しかし、巣鴨・大塚地区中心市街地の中でも、特に大塚北口地区においては、癌研病院の移転に伴い、商店街の歩行者通行量が片側で二千人、両方向で一日四千人の減少が予想され、既に空き店舗の発生などが顕著になっております。住宅が出来るとそれなりの人の定住は見込まれますが、自然災害による被害とは違う、癌研移転という社会環境の変化により、商店街の存続を憂いでおります。

 勿論、地元としても多大な努力が求められるますが、商店街の自助努力のみでの対応では、解決困難であります。

 また、移転後開発整備されるまでは、全くの空白時間が生じ、その間に、店を閉めることになる場合も想定されます。

 そのような、商店街を取り巻く環境変化の現状・動向についての認識と、区として、今後それらに対応するための商店街振興・支援の具体的取り組み施策について、お伺いいたします。

 次に定番の教育についてご質問をいたします。

 まず、二ノ宮教育長に替わり、日高芳一氏が教育長に就任されました。新教育長には、新たな視点で豊島区の教育行政を推進して抱けるよう、大いに期待しております。

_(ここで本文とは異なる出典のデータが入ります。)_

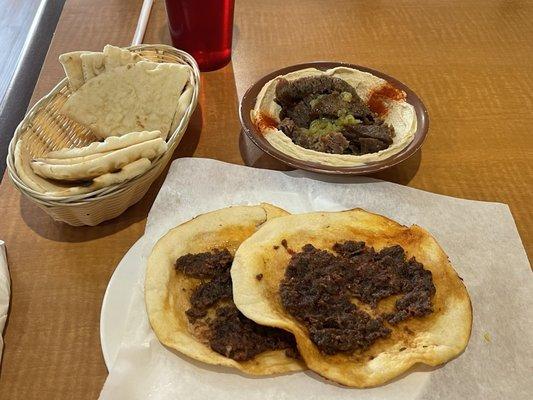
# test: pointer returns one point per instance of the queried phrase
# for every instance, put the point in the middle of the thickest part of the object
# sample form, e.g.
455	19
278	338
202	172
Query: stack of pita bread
128	102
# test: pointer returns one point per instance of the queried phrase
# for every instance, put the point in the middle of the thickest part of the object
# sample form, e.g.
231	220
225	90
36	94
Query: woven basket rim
172	140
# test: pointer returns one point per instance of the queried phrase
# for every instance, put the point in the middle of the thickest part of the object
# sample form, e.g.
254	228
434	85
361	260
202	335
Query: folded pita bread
81	66
135	97
167	292
92	166
109	144
58	189
129	171
433	339
30	178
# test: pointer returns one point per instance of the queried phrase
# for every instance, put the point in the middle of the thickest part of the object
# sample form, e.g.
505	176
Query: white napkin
4	292
480	238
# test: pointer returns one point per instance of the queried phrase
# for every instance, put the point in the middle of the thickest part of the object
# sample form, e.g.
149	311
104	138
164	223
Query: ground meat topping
325	114
205	265
230	332
237	337
319	285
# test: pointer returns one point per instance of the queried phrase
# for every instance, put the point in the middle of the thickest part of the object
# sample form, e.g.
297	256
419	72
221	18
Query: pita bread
81	66
26	174
432	340
59	189
135	97
109	144
129	171
71	63
167	292
92	64
89	167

 去る二月六日の読売新聞の朝刊の一面に独自におこな行った教育に関する全国調査の結果が掲載されていました。この調査が全てではありませんが、一定の世論の考えを捉えることができると思っています。

 私は、これまでゆとり教育による学力の低下や競争の必要性、道徳教育の重視等、一貫として問いかけをして参りました。調査結果を見ますと、「学力低下」については八十一%が感じており、学校改革で必要なものについて、「道徳教育」は「教師の質」についで二番目になっております。また、「競争」については、「競争を取り入れて、個々の才能や、学力に応じた教育を受けさせる方がよい」が六十二%となっております。

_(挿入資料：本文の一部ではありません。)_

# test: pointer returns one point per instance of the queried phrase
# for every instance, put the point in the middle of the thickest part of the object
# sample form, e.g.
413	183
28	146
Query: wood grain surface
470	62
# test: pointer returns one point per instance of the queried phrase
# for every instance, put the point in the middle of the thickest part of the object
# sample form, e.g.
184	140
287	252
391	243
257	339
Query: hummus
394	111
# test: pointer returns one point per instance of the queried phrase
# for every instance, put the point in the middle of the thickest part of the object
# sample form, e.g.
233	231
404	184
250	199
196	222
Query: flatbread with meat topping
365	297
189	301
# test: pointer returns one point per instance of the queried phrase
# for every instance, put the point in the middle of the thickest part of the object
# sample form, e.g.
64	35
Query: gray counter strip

 誠に私が、これまで指摘したことと同様な結果となっております。更に「学力低下」、「道徳教育」、「競争」等は決して独立したものではなく、教育という中で全てが連動しているのではないかと思います。学力が低下すれば、物や社会に対する関心や、人としての倫理や道徳に対する感性が乏しくなる。また、必要な競争なくして、学力の向上は望めないのではないかと思います。学力の低下等とともに、子どもの多様性や柔軟性の欠如がありますし、学校経営という点では、学校選択制度、いじめ、不登校、ひきこもり、非行凶悪、家庭と学校、地域と学校のあり方があげられます。教育長はそれらの問題をどのように捉え、そして対処していこうとしているのかお聞かせ下さい。

 前二ノ宮教育長は、一貫として行政ウーマンとしての経歴を経て教育長に就任され、ある意味では行政の視点で教育を進めてきたように思います。日高教育長は、教育現場の中で多くの経験を経て、この度、就任されました。教育は、行政と互いに連携していくとともに、時には対立することもあると思います。この点について教育長のお考えをお聞かせ下さい。

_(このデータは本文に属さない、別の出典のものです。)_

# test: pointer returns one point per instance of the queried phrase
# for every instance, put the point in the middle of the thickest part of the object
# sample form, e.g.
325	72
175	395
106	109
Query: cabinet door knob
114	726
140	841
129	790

 最後に、現代社会では、人は生まれ、育った土地で生涯を送ることはほとんどないと思います。小中学校は同一の場所で過ごしても、高校・大学、まして就職等にあたっては、全く違った土地、場合によっては外国というケースも増えていくことになると思います。その意味で豊島の教育、公立小中学校のあり方を従来のようなもので捉えるのは難しいと思います。社会が流動化している中、豊島区の教育も大きな視点で捉え、新たな「教育豊島」を創出することが必要であります。公立学校の使命は、日本国という広い視野で考えることと豊島区という地域の視点で捉えることも必要であると思います。「教師たちよ、燃え上がれ!」。豊島で学び育まれ、大きく成長した不死鳥は、世界へ飛び立ち、そして、次の世代人たちを連れ、故郷の地へ飛来してくる。

 日高新教育長の「教育豊島」の姿についてお聞かせ下さい。

 以上で私の一般質問を終わります。長時間でありましたが、ご静聴いただきありがとうございました。